In the past week I’ve learned of two guys whose life ended in what we would call a premature manner. One was forty-two years of age and died suddenly. The other was twenty-six years of age and he, too, died suddenly.
These things shock us.
We don’t expect those things to happen.
We understand deep within that these things shouldn’t happen- they simply are abnormalities.
Because we understand deep down inside that this is not how the world is supposed to be.
Now if the world truly evolved, or if God somehow used evolution to create (which to me seems to be a contradictory use of terms), then these things would be normal and expected. We would realize that it is simply how things are. We would probably even evolve a method/organ with which to deal with these things. We would then accept them easily and move on with life.
But we don’t do that.
We don’t do that because we cannot.
We don’t do that because death will never be normal, though it is understood that it happens.
We battle against death.
We fight it.
We hate it.
We try to avoid it.
We weep, we ache, we cry, we scream, we get angry when we lose someone to death.
This is only understandable in the light of the fact that God gave us a perfect creation just as Genesis 1-2 tell us.
This is understandable in light of the fact that death is an anomaly and not part of creation.
This is also understandable in light of the fact that death results from the fall of man, and so does the accompanying heartache.
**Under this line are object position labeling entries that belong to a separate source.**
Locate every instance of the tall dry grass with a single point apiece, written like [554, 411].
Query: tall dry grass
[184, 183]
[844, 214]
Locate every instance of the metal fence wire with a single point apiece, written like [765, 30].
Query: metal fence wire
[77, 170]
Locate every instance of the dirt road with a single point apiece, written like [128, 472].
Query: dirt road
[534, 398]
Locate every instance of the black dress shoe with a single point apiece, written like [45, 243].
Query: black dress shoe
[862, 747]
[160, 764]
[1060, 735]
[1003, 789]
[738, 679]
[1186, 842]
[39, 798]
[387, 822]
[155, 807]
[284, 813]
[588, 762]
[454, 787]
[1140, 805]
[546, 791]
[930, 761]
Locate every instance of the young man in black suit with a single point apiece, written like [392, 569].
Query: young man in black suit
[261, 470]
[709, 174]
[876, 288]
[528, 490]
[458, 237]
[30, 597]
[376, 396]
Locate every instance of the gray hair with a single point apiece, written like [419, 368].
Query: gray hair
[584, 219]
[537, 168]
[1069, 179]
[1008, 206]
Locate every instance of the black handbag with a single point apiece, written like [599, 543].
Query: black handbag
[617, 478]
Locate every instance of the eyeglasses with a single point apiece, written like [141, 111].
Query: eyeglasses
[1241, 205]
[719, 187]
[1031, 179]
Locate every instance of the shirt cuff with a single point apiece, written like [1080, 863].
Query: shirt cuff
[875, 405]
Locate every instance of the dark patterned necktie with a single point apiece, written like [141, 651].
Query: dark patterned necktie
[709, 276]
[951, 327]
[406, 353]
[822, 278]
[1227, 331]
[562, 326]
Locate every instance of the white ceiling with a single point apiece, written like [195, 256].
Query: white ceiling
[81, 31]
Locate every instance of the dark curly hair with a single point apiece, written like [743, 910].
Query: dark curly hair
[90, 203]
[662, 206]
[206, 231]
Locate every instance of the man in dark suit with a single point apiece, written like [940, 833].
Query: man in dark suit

We have hope because we read of a literal redemption that is available in Christ.
We have hope because we read of a time when Christ restores Paradise to man, or man to Paradise.
We have hope because we read of a time when death is finally and forever abolished.
Once one begins to deny a literal historical narrative of creation in Genesis 1-2, he logically must deny the literal nature of the reversal of the fall and the return to Paradise.
Redemption is then a fallacy.
It is only a dream.
Christianity is then only an opiate for the uneducated, or those who are in denial.
This is not a slippery slope argument. It is about following the foolish logic of those who deny that the Creation Narrative is truly a literal historical narrative to its end.
Do these professing Christians truly wish to deny hope and peace to grieving people? In the end they are denying it by laying the foundation for the rejection of redemption and restoration. They may not deny these things, but the foundation is laid. It will not be long until there are those who will follow them and their logic to its logical conclusion.
As for me, I shall cling to Scripture and cling to hope in Christ. That is the only way that I can offer hope to others.
If that sounds pragmatic; pardon me, please. There is simply no reason or no hope in an uncreated world, and I have no desire to embrace irrationality and despair. I also refuse to subject those dear people who are in my care to hopelessness.
I choose to embrace a literal reading of the Genesis Creation Narrative because I embrace rationality and hope.